Cette rencontre de travail s’inscrit dans un contexte où le Bénin intensifie ses efforts pour accroître la valeur ajoutée de ses productions agricoles à travers leur transformation sur le territoire national. Au cœur des échanges figuraient les difficultés rencontrées par les acteurs de la filière pour garantir un approvisionnement régulier des usines locales, pourtant appelées à jouer un rôle déterminant dans la création d’emplois et l’industrialisation du pays. Face au Ministre, les responsables de l’IFA-Bénin ont présenté le bilan des campagnes de commercialisation 2024-2025 et 2025-2026. Ils ont notamment évoqué plusieurs contraintes qui continuent de peser sur le développement harmonieux de la filière. Parmi celles-ci figurent l’instabilité des prix d’achat, les circuits informels de commercialisation qui favorisent l’exportation non contrôlée des noix vers les pays voisins, ainsi que les difficultés d’approvisionnement auxquelles sont confrontées les unités béninoises de transformation.

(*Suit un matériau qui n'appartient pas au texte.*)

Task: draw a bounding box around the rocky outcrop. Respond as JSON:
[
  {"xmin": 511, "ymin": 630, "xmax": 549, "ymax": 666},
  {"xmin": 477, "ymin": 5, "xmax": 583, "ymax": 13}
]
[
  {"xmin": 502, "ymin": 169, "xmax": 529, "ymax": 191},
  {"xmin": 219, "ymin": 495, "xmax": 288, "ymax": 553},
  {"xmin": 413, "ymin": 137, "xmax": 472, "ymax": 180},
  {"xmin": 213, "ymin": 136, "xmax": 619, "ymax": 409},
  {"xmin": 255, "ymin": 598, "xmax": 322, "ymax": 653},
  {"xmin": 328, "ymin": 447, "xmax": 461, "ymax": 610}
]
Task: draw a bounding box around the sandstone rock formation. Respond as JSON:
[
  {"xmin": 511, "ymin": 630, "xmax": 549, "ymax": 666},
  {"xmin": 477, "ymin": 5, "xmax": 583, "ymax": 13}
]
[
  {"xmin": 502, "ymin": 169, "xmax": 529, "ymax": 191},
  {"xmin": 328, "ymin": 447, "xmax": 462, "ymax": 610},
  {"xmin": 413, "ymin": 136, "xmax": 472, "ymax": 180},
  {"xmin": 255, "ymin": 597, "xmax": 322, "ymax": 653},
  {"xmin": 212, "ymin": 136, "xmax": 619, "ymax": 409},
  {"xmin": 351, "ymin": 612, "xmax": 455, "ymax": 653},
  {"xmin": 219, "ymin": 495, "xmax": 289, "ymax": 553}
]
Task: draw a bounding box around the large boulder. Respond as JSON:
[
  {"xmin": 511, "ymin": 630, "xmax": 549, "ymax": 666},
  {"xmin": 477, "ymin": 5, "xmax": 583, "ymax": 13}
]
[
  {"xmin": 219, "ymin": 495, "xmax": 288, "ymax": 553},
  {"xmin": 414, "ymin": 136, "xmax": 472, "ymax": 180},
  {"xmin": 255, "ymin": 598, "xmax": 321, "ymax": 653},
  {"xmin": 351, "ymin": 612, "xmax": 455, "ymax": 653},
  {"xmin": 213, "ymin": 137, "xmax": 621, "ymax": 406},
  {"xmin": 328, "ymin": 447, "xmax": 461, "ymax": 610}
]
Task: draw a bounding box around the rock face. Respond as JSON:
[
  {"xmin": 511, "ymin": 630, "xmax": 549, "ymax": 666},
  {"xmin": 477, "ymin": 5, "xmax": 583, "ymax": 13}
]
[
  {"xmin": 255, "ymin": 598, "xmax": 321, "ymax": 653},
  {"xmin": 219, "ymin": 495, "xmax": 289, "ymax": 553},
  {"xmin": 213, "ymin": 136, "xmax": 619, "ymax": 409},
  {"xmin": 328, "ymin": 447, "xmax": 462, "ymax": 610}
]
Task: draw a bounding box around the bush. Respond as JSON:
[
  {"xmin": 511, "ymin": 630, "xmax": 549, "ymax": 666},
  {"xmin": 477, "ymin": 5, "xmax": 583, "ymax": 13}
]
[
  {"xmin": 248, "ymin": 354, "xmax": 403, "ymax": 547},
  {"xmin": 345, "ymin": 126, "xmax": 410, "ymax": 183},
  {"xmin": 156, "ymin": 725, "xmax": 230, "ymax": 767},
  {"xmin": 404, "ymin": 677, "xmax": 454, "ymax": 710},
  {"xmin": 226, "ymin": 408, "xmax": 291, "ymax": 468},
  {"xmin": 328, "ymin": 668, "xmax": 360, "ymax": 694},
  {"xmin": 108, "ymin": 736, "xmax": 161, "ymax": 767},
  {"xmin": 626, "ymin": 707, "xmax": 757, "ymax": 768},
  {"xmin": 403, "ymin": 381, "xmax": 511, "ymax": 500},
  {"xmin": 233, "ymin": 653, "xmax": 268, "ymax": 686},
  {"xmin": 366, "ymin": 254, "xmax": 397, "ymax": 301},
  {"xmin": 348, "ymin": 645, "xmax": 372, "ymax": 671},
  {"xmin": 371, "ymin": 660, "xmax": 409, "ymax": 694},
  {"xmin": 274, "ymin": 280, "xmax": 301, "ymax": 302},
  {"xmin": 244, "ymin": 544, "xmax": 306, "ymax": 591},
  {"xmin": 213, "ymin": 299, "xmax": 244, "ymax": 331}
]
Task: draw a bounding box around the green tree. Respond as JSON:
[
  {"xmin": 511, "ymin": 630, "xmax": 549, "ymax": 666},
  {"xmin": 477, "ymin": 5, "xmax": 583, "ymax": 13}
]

Pour remédier à ces obstacles, l’Interprofession a formulé plusieurs propositions visant à renforcer l’organisation de la filière. Il s’agit notamment de la consolidation du répertoire national des producteurs, de l’actualisation de la cartographie des unités industrielles, du renforcement des mécanismes de sécurisation de la matière première destinée aux transformateurs locaux, ainsi que de l’amélioration de la collaboration entre les différents maillons de la chaîne de commercialisation. Les discussions ont également permis d’ouvrir une réflexion approfondie sur la mise en place de mécanismes innovants de financement capables de faciliter l’accès des coopératives aux ressources nécessaires aux campagnes agricoles. Une telle orientation devrait contribuer à améliorer la collecte des productions nationales tout en garantissant un approvisionnement plus stable et plus compétitif des usines implantées au Bénin. Au-delà des préoccupations immédiates, cette séance de concertation traduit la volonté commune du Gouvernement et des professionnels de la filière de construire un modèle économique davantage tourné vers la transformation locale. Les participants ont ainsi souligné l’importance de poursuivre le dialogue avec l’ensemble des acteurs afin d’aboutir à des solutions consensuelles susceptibles de renforcer l’organisation du marché, de préserver les intérêts des producteurs et d’accélérer la montée en puissance de l’industrie nationale de l’anacarde.
À travers cette démarche, les autorités béninoises réaffirment leur ambition de faire de l’anacarde un véritable levier de création de richesse, d’emplois et de croissance durable, tout en consolidant la place du Bénin parmi les grandes nations africaines de transformation agricole.